# different styles of hwa rang do?



## hwarang_do_adam (Dec 30, 2007)

I cant remember what channel I was watching but it was about two guys learning a bunch of different martial arts and on of the segments they did was on hwarangdo. I cannot remember the name but it translated to snake hwarangdo.
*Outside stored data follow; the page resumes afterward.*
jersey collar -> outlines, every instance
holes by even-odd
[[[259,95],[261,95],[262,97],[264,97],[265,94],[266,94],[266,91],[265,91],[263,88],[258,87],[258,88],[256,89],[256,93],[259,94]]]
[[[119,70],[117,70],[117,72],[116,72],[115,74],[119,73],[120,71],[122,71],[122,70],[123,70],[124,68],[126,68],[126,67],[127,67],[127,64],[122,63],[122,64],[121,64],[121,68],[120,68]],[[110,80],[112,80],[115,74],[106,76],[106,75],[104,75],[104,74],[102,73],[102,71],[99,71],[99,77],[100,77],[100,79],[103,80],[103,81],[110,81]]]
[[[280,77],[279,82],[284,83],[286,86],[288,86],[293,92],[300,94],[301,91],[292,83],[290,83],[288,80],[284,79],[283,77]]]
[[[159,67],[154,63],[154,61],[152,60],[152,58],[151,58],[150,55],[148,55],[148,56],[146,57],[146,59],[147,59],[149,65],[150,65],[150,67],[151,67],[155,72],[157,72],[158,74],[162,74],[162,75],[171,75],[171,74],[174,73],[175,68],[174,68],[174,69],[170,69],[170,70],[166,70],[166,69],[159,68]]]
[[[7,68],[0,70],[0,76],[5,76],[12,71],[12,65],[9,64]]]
Is there more variations i do not know about?


----------



## shesulsa (Dec 30, 2007)

Very likely so.  You don't find them in too many places, though I found a TKD school up here called "hwarangdo" - but he taught TKD, no bones about it.


----------



## hwarang_do_adam (Dec 31, 2007)

it was just nice to see a different variation of our martial art​


----------



## mystic warrior (Jan 8, 2008)

No 
The show was the human weapon.
And the art that they were doing was Tae Kwon do.
But one of WHRDA masters from korea.
I can't remember which one.
But they do have a hwa rang do guy there.


----------



## aftab (Dec 31, 2009)

Nope...:angel:
I saw a statement on the WHRDA forum about that series last year and WHRDA denied that he was one of their masters, and started going on their copyright policy (trademarks, etc). 

(Tried to find the link...will continue the search another time)


----------



## Humble Student (Jan 1, 2010)

http://www.hwarangdo.or.kr/HRDkorea1.html

Sorry aftab here he is.


----------



## aftab (Jan 1, 2010)

I stand corrected! my info is way out of date:uhyeah:

(Thanks for the link and correction)


----------



## Humble Student (Jan 1, 2010)

Its all good don't worry about it.


----------